Luego está la cita de Séneca, que procede de una tragedia excelente. Tiene un final que te deja hundido, porque es lo que dice Jasón: «vayamos por los cielos sabiendo que los dioses no existen». Es un grito de desesperanza absoluta. Me recuerda a cuando Yuri Gagarin, el primer cosmonauta soviético, orbitó la Tierra y dijo que no había visto a Dios. Lo veo como la pérdida total de la esperanza.
¿Y por qué poner algo que no tiene ninguna esperanza? Porque lo veo como un acicate para la lucha. Frente a esa imagen de la Córdoba senequista, muy tranquila, que deja pasar el tiempo, donde la gente va a un ritmo más ralentizado, aquí también hay que espolear, hay que luchar, hay que vivir. Eso lo tengo siempre muy presente cuando pienso en el pasado cordobés. Me sorprende muchísimo que poca gente lo haya leído. Yo recomiendo leer la Medea de Séneca, porque es brutal; está a la altura de Eurípides.
— ¿Puede un magistrado perder la esperanza en la justicia?
— No, no, no. La esperanza en la justicia no se pierde nunca. La justicia es una diosa; está ahí, más allá de la vida de los hombres. Lo que ocurre es que, obviamente, hay quienes quieren pisotearla, pero la lucha por la justicia ha existido siempre, desde la época de Séneca, desde que el hombre es hombre.

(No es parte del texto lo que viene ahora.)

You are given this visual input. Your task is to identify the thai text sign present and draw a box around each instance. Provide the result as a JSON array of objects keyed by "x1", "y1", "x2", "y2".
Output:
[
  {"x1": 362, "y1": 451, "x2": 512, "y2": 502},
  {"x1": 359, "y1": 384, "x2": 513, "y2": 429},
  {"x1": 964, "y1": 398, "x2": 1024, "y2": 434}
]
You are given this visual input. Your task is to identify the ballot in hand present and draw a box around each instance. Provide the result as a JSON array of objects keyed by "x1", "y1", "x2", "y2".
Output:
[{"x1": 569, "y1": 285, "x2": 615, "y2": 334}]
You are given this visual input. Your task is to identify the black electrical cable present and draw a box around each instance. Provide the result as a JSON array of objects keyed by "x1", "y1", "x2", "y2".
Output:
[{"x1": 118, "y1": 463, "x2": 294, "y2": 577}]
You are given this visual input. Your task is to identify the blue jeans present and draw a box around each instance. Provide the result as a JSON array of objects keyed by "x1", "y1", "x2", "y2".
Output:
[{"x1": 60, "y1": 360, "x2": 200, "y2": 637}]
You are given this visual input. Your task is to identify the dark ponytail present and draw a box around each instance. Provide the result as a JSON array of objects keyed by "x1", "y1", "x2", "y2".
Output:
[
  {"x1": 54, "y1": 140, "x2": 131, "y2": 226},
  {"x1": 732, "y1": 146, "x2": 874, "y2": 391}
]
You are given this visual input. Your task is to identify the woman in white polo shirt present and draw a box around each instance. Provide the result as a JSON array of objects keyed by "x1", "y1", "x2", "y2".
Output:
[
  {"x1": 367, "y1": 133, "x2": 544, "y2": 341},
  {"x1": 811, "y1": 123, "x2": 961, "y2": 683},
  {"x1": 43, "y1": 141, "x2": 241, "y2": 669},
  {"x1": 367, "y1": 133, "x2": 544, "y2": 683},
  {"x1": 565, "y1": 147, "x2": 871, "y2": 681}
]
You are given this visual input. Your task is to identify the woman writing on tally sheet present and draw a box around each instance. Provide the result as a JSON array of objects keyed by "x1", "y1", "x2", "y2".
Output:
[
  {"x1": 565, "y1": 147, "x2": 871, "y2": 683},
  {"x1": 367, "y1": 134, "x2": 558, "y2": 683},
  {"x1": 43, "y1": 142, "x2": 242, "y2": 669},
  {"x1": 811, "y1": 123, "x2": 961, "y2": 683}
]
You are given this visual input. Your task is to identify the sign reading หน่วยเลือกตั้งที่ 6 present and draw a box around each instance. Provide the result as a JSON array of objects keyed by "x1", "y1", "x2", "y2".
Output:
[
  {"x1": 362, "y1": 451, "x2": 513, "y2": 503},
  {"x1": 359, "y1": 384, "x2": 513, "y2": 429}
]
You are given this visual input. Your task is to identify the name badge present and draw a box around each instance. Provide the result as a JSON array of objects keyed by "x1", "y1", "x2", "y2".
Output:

Lo que no podemos hacer es rendirnos; lo que no podemos hacer es quejarnos y no hacer nada, porque eso es lo que quieren nuestros enemigos. Tengo que decir que, por desgracia, hay muchos compañeros jueces —aunque yo, por supuesto, estoy muy orgulloso de la carrera judicial española y creo que es un ejemplo para el mundo— que están muy quemados. Se quejan en el café, protestan… y yo digo: menos quejas y más acción, más hechos y menos palabras, más valentía, salir a la primera línea, dar un paso al frente y quejarse menos.
— Sin embargo, hay compañeros suyos que han pagado un precio muy alto por eso, ¿no?
— Bueno, claro. Como los periodistas, como los políticos, como los guardias civiles, como los policías, como los bomberos. Quiero decir que toda profesión que se ejerza dignamente comporta un riesgo. Fijaos en lo que ocurrió cuando llegó la pandemia: las cajeras, la gente que trabajaba en los supermercados…
A ver, ¿qué quiero decir con esto? Que las profesiones se pueden ejercer de maneras muy diferentes. Se puede simplemente dejar pasar los años, viendo cómo el transcurso del tiempo es solo envejecimiento y esperando llegar a la tumba: «ah, mira, un año menos, qué rápido pasa el tiempo». O se puede estar al pie del cañón —médicos, periodistas, jueces, policías— y, cuando llegue el momento final, decir: oye, mira, no es simplemente un año menos, es un año más, y me muero dejando un legado.
Sé que pueden parecer tonterías, pero yo a veces me pregunto por algunos compañeros míos —que no son la mayoría, son una minoría ridícula, algo minúsculo— que se venden al poder, que lo manchan todo, que le hacen la pelota a los políticos por conseguir un cargo. Y pienso: si os quedan dos días de vida, si la vida se escapa antes de que te des cuenta, ¿cómo vais a pasar a la historia? ¿Porque tuvisteis tal cargo como consecuencia de una conspiración, de un intercambio de cromos entre políticos que te colocaron en tal sitio?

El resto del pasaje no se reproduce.